Eric Alan Durant
Department of Electrical Engineering and Computer Science
The University of Michigan
Ann Arbor, MI, USA
Doctoral Committee:
Associate Professor Gregory H. Wakefield, Chair
Professor David J. Anderson
Associate Professor Yili Liu
Dr. Dianne J. VanTasell
Wednesday 31 January 2001
The perceptual tuning problem is encountered in many fields. It is the problem of tuning a system, which may have many interacting parameters, to provide output which is good as perceived by the system’s users. The system may be a radio, hearing aid, personal digital assistant, frozen custard machine, etc. Approaches to the perceptual tuning problem may be judged on ease of use, speed, robustness and generality, among other qualities.
In this research, we investigate algorithms and techniques to enable genetic algorithms (GAs) to be used successfully in a variety of perceptual tuning problems. To validate this research, we apply it to a difficult problem which has a rich history of research into its many aspects, and to which a variety of tuning algorithms have been applied with varying success. This problem is DSP-based hearing aid fitting.
Fitting modern DSP-based hearing aids, which have numerous parameters, is a challenge for even the experienced audiologist. Simple but proven fitting rationales are used, limiting the prescribed setting to a subset of the device’s capabilities. We will first investigate whether a genetic algorithm can guide a hearing-impaired subject towards perceptually good feedback canceller parameters in everyday conditions when used with his or her hearing aid prescription.

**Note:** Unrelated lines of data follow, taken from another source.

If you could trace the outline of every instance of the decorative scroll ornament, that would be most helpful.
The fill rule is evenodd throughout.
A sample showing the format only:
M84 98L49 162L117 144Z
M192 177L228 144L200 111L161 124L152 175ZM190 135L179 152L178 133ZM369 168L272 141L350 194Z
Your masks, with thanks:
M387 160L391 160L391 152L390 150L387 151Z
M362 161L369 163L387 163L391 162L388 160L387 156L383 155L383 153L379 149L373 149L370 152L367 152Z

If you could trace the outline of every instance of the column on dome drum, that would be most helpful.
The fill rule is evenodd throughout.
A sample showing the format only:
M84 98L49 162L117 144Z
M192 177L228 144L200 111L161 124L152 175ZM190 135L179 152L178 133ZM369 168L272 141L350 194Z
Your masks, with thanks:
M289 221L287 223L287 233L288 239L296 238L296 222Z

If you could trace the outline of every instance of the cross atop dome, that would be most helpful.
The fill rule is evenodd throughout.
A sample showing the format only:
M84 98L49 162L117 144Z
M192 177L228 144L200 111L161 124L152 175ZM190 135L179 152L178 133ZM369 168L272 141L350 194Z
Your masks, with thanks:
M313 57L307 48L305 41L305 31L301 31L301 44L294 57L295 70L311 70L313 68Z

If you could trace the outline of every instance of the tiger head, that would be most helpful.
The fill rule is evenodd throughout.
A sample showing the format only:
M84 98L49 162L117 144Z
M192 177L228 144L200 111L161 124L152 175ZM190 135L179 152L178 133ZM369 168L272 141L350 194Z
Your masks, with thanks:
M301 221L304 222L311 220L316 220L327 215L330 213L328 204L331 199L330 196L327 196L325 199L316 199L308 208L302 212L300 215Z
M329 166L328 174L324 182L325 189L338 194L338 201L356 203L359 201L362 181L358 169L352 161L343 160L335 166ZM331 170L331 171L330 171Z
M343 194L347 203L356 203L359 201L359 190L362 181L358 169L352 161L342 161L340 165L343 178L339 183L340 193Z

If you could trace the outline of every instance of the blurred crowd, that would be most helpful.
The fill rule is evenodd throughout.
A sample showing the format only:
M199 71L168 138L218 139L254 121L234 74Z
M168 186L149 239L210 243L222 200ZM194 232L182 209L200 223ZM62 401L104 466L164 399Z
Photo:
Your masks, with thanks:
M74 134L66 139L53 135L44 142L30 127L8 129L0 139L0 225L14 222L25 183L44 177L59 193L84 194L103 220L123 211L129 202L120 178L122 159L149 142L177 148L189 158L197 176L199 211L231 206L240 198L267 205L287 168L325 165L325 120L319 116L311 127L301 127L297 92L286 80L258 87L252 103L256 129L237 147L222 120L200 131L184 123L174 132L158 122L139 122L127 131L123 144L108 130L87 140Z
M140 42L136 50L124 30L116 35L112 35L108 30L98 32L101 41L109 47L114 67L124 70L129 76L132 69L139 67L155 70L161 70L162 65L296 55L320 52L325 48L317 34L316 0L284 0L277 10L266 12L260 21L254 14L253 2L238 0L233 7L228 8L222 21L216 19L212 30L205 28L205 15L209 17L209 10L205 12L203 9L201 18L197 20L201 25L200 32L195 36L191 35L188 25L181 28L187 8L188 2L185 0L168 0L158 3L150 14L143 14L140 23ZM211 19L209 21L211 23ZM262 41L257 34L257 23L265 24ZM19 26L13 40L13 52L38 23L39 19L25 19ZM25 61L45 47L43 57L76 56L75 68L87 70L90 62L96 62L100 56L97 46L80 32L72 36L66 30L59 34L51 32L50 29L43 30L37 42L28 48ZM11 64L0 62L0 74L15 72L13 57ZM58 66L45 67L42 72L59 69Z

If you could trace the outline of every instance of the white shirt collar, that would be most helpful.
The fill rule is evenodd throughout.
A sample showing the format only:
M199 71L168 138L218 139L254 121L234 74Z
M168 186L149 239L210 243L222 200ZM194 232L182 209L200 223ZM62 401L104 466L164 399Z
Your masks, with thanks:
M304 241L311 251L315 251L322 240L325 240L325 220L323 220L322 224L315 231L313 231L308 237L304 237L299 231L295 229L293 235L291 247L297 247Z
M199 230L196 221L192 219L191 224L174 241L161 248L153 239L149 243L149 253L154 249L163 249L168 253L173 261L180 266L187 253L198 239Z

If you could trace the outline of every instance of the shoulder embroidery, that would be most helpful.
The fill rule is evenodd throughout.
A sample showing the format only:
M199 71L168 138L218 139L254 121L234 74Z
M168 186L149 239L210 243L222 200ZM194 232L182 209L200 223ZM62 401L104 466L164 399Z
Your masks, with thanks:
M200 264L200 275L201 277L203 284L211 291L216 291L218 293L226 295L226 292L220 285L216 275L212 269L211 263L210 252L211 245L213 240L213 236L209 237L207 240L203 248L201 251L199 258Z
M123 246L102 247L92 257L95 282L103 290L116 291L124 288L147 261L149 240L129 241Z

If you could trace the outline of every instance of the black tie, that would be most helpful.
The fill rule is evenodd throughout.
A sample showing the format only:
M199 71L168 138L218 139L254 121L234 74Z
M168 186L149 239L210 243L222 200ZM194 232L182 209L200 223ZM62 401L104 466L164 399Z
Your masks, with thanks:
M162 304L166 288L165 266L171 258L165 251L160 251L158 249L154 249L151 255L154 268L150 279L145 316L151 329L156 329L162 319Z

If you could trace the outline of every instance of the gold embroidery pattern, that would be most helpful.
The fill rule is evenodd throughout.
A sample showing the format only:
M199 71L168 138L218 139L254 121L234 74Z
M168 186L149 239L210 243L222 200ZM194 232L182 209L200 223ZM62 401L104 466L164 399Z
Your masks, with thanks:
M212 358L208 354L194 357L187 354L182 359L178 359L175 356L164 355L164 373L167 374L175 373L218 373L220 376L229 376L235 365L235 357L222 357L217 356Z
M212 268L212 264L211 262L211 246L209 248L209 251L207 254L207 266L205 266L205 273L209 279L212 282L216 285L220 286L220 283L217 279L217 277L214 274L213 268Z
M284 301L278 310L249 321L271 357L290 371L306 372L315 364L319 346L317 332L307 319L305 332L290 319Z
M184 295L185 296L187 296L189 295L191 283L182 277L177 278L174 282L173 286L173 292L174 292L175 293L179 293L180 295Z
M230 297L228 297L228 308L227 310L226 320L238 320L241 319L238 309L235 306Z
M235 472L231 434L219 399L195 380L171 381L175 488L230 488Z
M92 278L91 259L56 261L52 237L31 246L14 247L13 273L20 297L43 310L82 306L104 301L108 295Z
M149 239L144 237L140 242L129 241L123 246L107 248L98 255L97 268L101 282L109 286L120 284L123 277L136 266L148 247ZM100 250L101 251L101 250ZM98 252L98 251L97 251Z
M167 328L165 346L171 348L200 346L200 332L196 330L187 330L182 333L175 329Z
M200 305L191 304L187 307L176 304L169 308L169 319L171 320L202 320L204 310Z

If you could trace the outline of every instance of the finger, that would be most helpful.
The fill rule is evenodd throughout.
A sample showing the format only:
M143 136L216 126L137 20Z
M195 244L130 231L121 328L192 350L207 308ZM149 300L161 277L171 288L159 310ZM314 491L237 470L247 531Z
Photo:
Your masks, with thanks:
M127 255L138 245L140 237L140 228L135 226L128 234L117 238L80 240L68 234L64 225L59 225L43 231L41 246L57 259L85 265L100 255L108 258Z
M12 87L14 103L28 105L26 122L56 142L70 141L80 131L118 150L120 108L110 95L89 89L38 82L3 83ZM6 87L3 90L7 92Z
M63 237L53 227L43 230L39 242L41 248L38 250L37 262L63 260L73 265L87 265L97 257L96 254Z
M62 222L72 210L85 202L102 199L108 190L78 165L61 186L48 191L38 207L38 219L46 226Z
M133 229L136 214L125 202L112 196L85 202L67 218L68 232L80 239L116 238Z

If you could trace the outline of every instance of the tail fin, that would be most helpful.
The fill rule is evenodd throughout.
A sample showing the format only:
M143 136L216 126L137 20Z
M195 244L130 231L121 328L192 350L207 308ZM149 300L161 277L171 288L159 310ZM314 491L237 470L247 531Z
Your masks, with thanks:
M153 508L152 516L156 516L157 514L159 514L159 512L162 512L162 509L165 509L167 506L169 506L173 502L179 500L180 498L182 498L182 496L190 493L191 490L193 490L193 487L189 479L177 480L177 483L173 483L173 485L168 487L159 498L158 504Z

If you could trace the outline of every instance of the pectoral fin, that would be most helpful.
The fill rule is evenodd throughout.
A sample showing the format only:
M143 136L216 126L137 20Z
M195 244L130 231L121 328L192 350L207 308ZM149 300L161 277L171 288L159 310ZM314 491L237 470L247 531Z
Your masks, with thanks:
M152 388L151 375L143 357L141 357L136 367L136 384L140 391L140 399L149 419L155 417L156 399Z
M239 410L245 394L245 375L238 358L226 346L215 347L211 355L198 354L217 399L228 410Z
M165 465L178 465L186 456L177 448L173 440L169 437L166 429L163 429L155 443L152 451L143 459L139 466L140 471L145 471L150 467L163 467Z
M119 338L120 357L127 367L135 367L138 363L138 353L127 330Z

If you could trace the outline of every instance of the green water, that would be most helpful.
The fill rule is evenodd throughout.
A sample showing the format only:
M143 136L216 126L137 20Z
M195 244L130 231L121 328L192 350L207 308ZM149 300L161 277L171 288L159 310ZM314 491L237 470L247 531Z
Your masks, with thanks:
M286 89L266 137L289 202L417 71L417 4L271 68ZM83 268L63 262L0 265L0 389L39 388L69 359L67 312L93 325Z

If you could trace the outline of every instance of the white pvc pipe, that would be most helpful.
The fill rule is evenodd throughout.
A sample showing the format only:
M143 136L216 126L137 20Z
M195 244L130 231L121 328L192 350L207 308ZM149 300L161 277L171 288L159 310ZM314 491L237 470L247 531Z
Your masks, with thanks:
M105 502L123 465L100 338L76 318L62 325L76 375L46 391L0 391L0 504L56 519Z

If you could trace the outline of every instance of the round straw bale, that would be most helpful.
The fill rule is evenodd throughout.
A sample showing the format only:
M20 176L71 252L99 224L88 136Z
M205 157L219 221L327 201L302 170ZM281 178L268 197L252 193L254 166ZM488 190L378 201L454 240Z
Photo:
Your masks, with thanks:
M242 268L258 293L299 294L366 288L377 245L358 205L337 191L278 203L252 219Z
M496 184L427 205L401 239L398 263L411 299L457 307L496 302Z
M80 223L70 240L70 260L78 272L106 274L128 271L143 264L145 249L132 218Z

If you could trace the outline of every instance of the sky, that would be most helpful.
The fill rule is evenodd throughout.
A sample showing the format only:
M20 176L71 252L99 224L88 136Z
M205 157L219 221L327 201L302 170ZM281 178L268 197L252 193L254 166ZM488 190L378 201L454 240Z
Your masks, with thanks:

Many previous studies of GAs for perceptual tuning [1, \2] and other adaptive hearing aid fitting methods [3] were conducted in the laboratory, limiting their applicability to real-world use.
We will use the results of this first investigation to extend our procedure to general hearing aid fitting, including frequency selective amplification and compression. Our approach will use prescriptive settings from existing rationales for linear and compressive aids as starting points, much as Neuman et al. [3] did for hearing aids with linear amplification. Linear rationales have been shown to work well for basic hearing aids, but compressive rationales remain a subject of major debate [4].
[1] Hideyuki Takagi and Miho Ohsaki, “IEC-based hearing aid fitting,” in IEEE International Conference on Systems, Man, and Cybernetics (SMC ‘99). 1999, vol. 3, pp. 657–662, IEEE.
[2] Paul R. Runkle, Optimization of Head-Related Transfer Functions Using Subjective Criteria, PhD thesis, The University of Michigan, 2000.
[3] Arlene C. Neuman, Harry Levitt, Russell Mills, and Teresa Schwander, “An evaluation of three adaptive hearing aid selection strategies,” Journal of the Acoustical Society of America (JASA), vol. 82, pp. 1967–1976, 1987.
[4] Harvey Dillon, “Tutorial: Compression? Yes, but for low or high frequencies, for low or high intensities, and with what response times?,” Ear and Hearing, vol. 17, no. 4, pp. 287–307, 1996.